Figure 1.

Gene editing implicates RUVBL1 in rs112097551 association

(A) The MCV/MCH-associated variant rs112097551 was targeted by cytosine base editing in HUDEP-2 cells expressing AncBE4max-SpRY and sgRNA to convert G-to-A. Sequencing chromatogram and heatmap of bulk edited HUDEP-2 cells generated by EditR analysis.

(B) Promoter capture Hi-C from ChiCP analysis⁴⁹ of erythroblasts.⁵⁰

(C) Gene expression measured by RT-qPCR in rs112097551-G/G (n = 5) and -G/A (n = 5) HUDEP-2 base edited clones. Expression normalized to mean of G/G clones for each gene.

(D) Representative allele table demonstrating type and frequency of indels following nuclease editing in CD34⁺ HSPCs following 3xNLS-SpCas9:sgRNA electroporation. Indels analyzed by TIDE analysis.⁴⁵

(E) Indel frequency measured by Sanger sequencing with TIDE analysis in CD34⁺ HSPCs 4 days following 3xNLS-SpCas9:sgRNA electroporation with indicated sgRNA (n = 3 biological replicates).

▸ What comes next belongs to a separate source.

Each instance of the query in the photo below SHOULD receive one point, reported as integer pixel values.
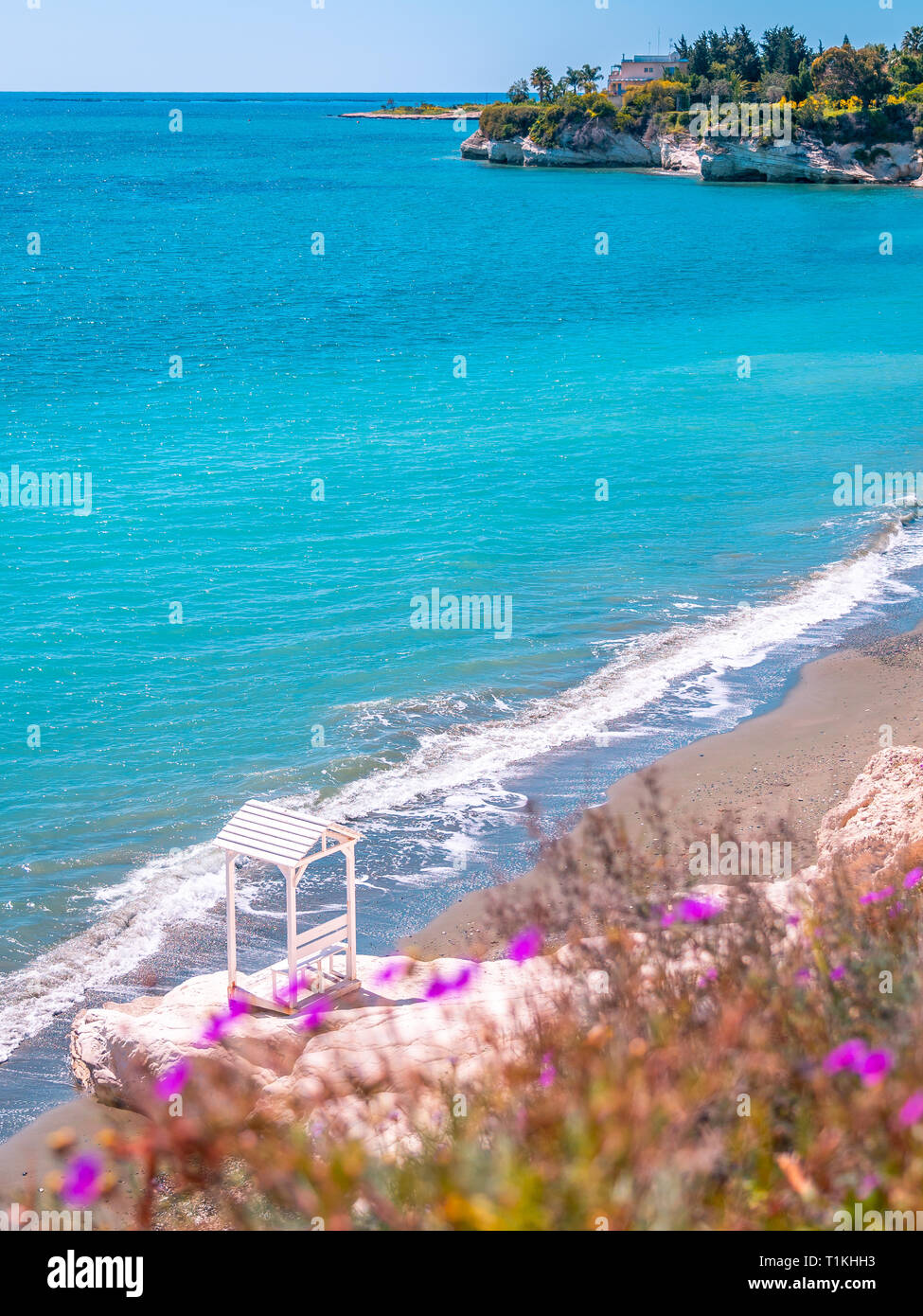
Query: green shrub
(504, 121)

(F) Gene expression measured by RT-qPCR in CD34⁺ HSPCs 4 days following 3xNLS-SpCas9:sgRNA targeting adjacent to rs112097551 compared to neutral locus. Expression of EEFSEC and GATA2 was undetectable in HSPCs.

(G) Indel frequency following 3xNLS-SpCas9:sgRNA targeting RUVBL1 coding sequence or neutral control locus in input cell 4 days after RNP electroporation or engrafted bone marrow samples 16 weeks after infusion to NBSGW mice.

(H) Representative flow cytometry of human and mouse CD45⁺ cells from NBSGW bone marrow 16 weeks after cell infusion (representative of 3 mice).

(I) Mean human hematopoietic chimerism determined by hCD45⁺/total CD45⁺ cells from NBSGW bone marrow 16 weeks after cell infusion (n = 3 mice per group).

Student’s t test (two-tailed test). ^∗∗∗p < 0.001; ^∗∗p < 0.01; ^∗p < 0.05; ns, not significant. All error bars indicate mean and standard deviation.